SPC bought Ken Loach’s competition entry Jimmy’s Hall from Wild Bunch.

IFC, statistically the most voracious buyer of Cannes films over the past five years, will most likely announce deals in the days ahead.

Paramount paid an MG of a little under $20m for North American and Chinese rights to Story Of Your Life, cementing its relationship with FilmNation, who pre-sold Nebraska and handles select territories on Mark Wahlberg crime thriller The Gambler.

Sony brought most of the remaining territories on Story and picked up the UK and other majors on Bill Murray comedy Rock The Kasbah from QED International.

The irony of the market was that the scarcity of locomotives was not for lack of available equity. The talent exodus to TV and over-reliance of international buyers on old, proven names made it a challenge to package projects.

“It feels like a missed opportunity,” said Lotus Entertainment co-founder Bill Johnson, who reported solid business on Hologram For The King with Tom Hanks and Halle Berry starrer Kidnap.

“It’s our first market with the two labels and there’s been ongoing activity on both sides,” said eOne Films International president Harold van Lier, referring to the eOne and Seville International slates. Xavier Dolan’s competition entry Mommy drew a strong response on the Seville side.

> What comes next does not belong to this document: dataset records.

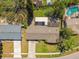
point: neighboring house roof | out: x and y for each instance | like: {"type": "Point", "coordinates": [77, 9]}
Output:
{"type": "Point", "coordinates": [10, 32]}
{"type": "Point", "coordinates": [49, 34]}
{"type": "Point", "coordinates": [73, 23]}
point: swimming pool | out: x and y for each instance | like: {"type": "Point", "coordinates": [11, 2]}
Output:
{"type": "Point", "coordinates": [72, 10]}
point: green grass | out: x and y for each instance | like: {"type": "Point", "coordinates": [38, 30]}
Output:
{"type": "Point", "coordinates": [42, 47]}
{"type": "Point", "coordinates": [24, 55]}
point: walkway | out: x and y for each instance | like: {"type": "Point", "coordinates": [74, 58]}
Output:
{"type": "Point", "coordinates": [17, 49]}
{"type": "Point", "coordinates": [31, 49]}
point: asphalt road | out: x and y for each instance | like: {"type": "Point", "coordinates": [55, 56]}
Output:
{"type": "Point", "coordinates": [71, 56]}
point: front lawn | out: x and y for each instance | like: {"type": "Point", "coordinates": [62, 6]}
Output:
{"type": "Point", "coordinates": [42, 47]}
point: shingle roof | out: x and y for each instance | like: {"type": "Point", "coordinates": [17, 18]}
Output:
{"type": "Point", "coordinates": [10, 32]}
{"type": "Point", "coordinates": [49, 34]}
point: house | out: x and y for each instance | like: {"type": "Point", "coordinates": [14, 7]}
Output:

“We weren’t looking to bring volume to the marketplace,” said Walton, who wasted little time assembling his new company Bloom with the backing of Garmin heir Ken Kao.

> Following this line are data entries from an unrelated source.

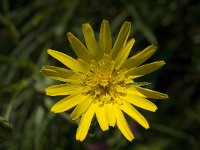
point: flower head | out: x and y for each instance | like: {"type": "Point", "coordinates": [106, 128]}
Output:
{"type": "Point", "coordinates": [101, 80]}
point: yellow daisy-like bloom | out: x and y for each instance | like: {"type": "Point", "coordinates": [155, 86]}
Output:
{"type": "Point", "coordinates": [101, 80]}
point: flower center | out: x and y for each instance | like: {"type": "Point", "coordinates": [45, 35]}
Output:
{"type": "Point", "coordinates": [103, 82]}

Walton focused his energies on promoting Sea Of Trees, arguably the prestige title of the market, and brought Oscar winner Matthew McConaughey and director Gus van Sant to meet buyers.

The initial slate includes action thriller The Hunters, with John Moore (A Good Day To Die Hard) attached to direct.

Drilling beneath the bedrock of buyer caution revealed reticence in Germany prompted by picky broadcasters and conservatism in Russia, where rumours of a quota system and economic sanctions in light of the annexation of Crimea made buyers less trigger-happy.

However a forensic approach does not preclude success.

“What is now a stark realisation is the value of a particular picture in each territory can be calculated with a degree of accuracy,” said Aldamisa International COO Jere Hausfater, adding that the independent business “continues to flourish”.